Love your hands! Love them

Beloved by Toni Morrison

Beloved is a Pulitzer Prize winning book and the latest we are reading in my book group.  I will not attempt to discuss this remarkable and brilliant book about enslavement but there is a section that I wish to quote.

 

Love yourself and your flesh

Baby Suggs has been praying, surrounded by a group of escaped slaves who had been dancing in a secluded woodland glade. She talks of the cruelty of the slave traders towards her people ‘Yonder they do not love your flesh’  ( I have not included those parts here) and she passionately tells her community the way in which they can begin to heal themselves.

‘In the silence that followed, Baby Suggs, holy, offered up to them her great big heart… She told them that the only grace they could have was the grace they could imagine….
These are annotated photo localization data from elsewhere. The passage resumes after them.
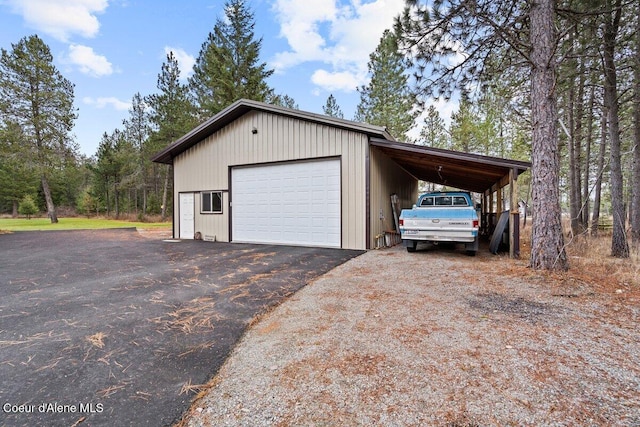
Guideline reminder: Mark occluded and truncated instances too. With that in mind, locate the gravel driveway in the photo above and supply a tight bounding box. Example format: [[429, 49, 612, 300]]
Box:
[[182, 245, 640, 426]]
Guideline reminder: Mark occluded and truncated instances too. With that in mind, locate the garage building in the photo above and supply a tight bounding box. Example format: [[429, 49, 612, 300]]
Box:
[[152, 99, 529, 253]]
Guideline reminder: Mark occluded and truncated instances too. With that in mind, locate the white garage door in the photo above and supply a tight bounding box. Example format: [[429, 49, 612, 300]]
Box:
[[232, 159, 341, 247]]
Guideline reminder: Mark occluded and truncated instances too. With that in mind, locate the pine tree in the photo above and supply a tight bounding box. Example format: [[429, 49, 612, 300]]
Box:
[[147, 52, 198, 220], [122, 92, 151, 216], [397, 0, 568, 270], [322, 94, 344, 118], [18, 194, 38, 219], [354, 29, 417, 140], [189, 0, 274, 118], [419, 105, 448, 149], [632, 1, 640, 251], [0, 35, 77, 223], [0, 121, 38, 216], [270, 94, 298, 109], [449, 98, 476, 153], [602, 0, 629, 258]]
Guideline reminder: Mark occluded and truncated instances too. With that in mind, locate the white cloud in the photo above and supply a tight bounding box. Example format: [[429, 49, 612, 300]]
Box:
[[163, 46, 195, 81], [271, 0, 406, 93], [270, 0, 337, 69], [83, 96, 130, 111], [311, 69, 361, 92], [68, 44, 113, 77], [4, 0, 109, 41]]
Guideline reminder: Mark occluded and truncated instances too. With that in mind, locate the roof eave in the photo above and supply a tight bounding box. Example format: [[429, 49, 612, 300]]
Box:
[[151, 99, 393, 165], [369, 137, 531, 172]]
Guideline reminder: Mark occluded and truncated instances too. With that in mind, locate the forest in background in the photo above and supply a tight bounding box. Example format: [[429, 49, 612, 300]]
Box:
[[1, 0, 639, 267]]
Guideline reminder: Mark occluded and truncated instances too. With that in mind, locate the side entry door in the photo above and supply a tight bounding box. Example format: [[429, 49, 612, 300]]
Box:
[[179, 192, 195, 239]]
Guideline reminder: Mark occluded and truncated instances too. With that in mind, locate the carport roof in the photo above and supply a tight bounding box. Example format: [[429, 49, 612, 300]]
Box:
[[370, 138, 531, 194]]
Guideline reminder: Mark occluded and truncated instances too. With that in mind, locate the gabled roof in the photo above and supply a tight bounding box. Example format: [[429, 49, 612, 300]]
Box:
[[151, 98, 530, 195], [370, 138, 530, 194], [151, 98, 394, 164]]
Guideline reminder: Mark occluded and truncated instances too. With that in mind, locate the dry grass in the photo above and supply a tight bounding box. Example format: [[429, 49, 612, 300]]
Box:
[[86, 332, 107, 348], [0, 330, 70, 347], [151, 297, 225, 334], [564, 234, 639, 288], [517, 223, 640, 293], [180, 379, 213, 396]]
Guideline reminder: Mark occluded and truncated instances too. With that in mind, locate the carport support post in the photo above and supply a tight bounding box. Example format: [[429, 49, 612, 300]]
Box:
[[509, 168, 520, 259]]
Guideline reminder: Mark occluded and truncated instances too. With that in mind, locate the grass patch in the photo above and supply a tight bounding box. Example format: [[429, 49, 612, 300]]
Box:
[[0, 217, 171, 232]]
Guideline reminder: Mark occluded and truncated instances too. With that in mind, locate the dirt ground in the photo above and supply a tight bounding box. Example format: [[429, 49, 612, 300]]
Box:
[[182, 243, 640, 427], [0, 229, 361, 427]]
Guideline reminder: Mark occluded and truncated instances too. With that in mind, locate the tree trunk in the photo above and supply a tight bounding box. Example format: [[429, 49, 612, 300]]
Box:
[[115, 184, 120, 219], [574, 66, 585, 232], [582, 85, 595, 228], [632, 2, 640, 251], [603, 0, 629, 258], [567, 77, 581, 236], [592, 112, 608, 236], [143, 187, 147, 216], [529, 0, 568, 270], [105, 179, 110, 217], [12, 200, 18, 218], [161, 164, 170, 221], [41, 175, 58, 223]]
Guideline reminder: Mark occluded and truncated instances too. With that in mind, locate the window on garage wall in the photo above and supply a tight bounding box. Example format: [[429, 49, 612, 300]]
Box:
[[201, 191, 223, 214]]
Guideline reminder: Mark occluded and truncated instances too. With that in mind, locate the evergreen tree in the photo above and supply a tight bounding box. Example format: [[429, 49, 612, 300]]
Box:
[[147, 52, 196, 139], [354, 29, 417, 140], [18, 194, 38, 219], [189, 0, 274, 118], [632, 0, 640, 251], [397, 0, 568, 270], [123, 92, 152, 215], [270, 94, 298, 109], [0, 121, 38, 216], [147, 52, 198, 220], [449, 98, 476, 153], [322, 94, 344, 118], [418, 105, 448, 148], [92, 129, 135, 218], [0, 35, 77, 223], [602, 0, 629, 258]]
In this place , we flesh; flesh that weeps, laughs; flesh that dances on bare feet in grass. Love it. Love it hard… Love your hands! Love them. Raise them up and kiss them. Touch others with them, pat them together, stroke them on your face…. You got to love it, you.. This is flesh I’m talking about here. Flesh that needs to be loved. Feet that need to rest and to dance. Backs that need support; shoulders that need arms, strong arms I’m telling you….  So love your neck; put a hand on it, grace it, stroke it and hold it up… and all your inside parts…. hear me now, love your heart. For this is the prize’ 

Self Care

The Alexander Technique is described as a form of self care but too often it is just seen as a way of ‘fixing a problem’.  For instance, research has shown that the AT helps back and neck pain. It’s also known for reducing tension and improving our posture. Lesser understood is that it is also a way to help us accept ourselves as we are, to love and care for ourselves in a way that allows us to blossom and grow. These qualities are harder to research scientifically, so it hasn’t been proved.  However, Morrison’s words resonate deeply with the essence of AT work.  This deep love and respect for ourselves is also incorporated into the Psychosynthesis Therapy training that I did.

Love your hands!

What a difference it makes to someone struggling with the pain of RSI for instance, if they include the idea of loving their hands. We can get annoyed with ourselves and our hands if we have RSI!  But annoyance merely increases the tension and then the pain. Loving our hands allows a different way of dealing with the problem and will enhance our Alexander lessons. Healing is likely to take place more quickly if we are kind to ourselves.

Toni Morrison said that in her book Beloved “The conceptual connection is the search for the beloved – the part of the self that is you, and loves you, and is always there for you.  Her words are well worth absorbing into our awareness so that we can begin to embody them. This will surely help us to heal and live our lives more richly.